Twinning with happiness and sunshine
At the time, the Bachelors in Computer Engineering graduate from Thapar Patiala and a decade-old patron of the software industry was working at IBM. During her maternity, she started working on this idea day-and-night, even as her baby was merely three months old.
But both her mums – her mother as well as her mother-in-law – got into hyperdrive, recognising it as a real problem that they also remembered facing when they were nursing. They cradled the new mom with encouragement, support and an extra hand, and in turn, prepared her to cradle her two babies as well. She thus launched her website , www.ohappysunshine.com that gave users both functional and stylish nursing apparel to help them integrate breastfeeding into their life. She designed her own kurtis which had concealed zippers on both sides, making it very discreet for a mother to feed anywhere.
Looking at the response in the first month of the launch, it was a no-brainer, deciding whether she was ready for her plunge.All the signs prompted that she was ready to leave her job with IBM, to pursue this and her new role as a mother, full-time. “It was a tough start, and felt like taking care of two babies, both demanding a lot of attention and care – but my parents, my husband and his parents supported me greatly and that made things a lot easier,” says Shruti.
All her designs are manufactured in-house at this stage. The new portal has over 40 products listed, including casual kurtas and nightwear. But Shruti is working on introducing party wear salwarsuits, because a large chunk of her customers requested her to stock up in the category.
“Being a new mom myself, I understand the million worries we have with our little ones! These feeding tops have made my life easier and I hope they give a new mother that confidence to never have to worry about breastfeeding in public again,” she says.
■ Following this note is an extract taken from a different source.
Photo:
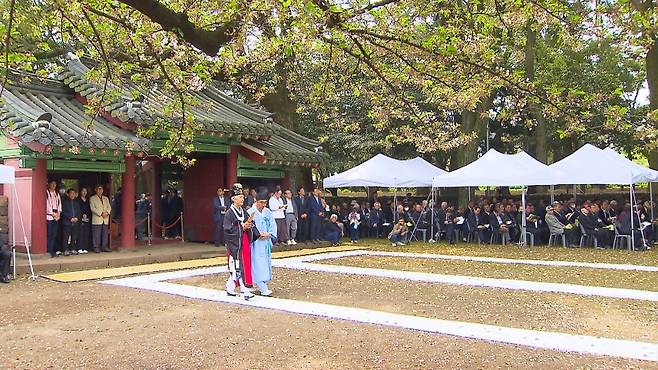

Over the last year, the venture, run by a seven-member team - has grown entirely on word-of-mouth,becoming profitable and cash-flow positive. It gets about 300 visitors a day,including a sizable number of hits from US, Canada and UK. She is already clocking 200 orders a month, with an average ticket size of Rs 1,200 per transaction - even before she undertakes any advertising on social media or search engines. “We have received numerous messages, phone calls and thank you notes from mothers on making their life easier,” says Shruti. The website now boasts of over 100 solid five-star reviews from customers and is among top three search results on Google, for Nursing and Feeding kurtas/kurtis in India.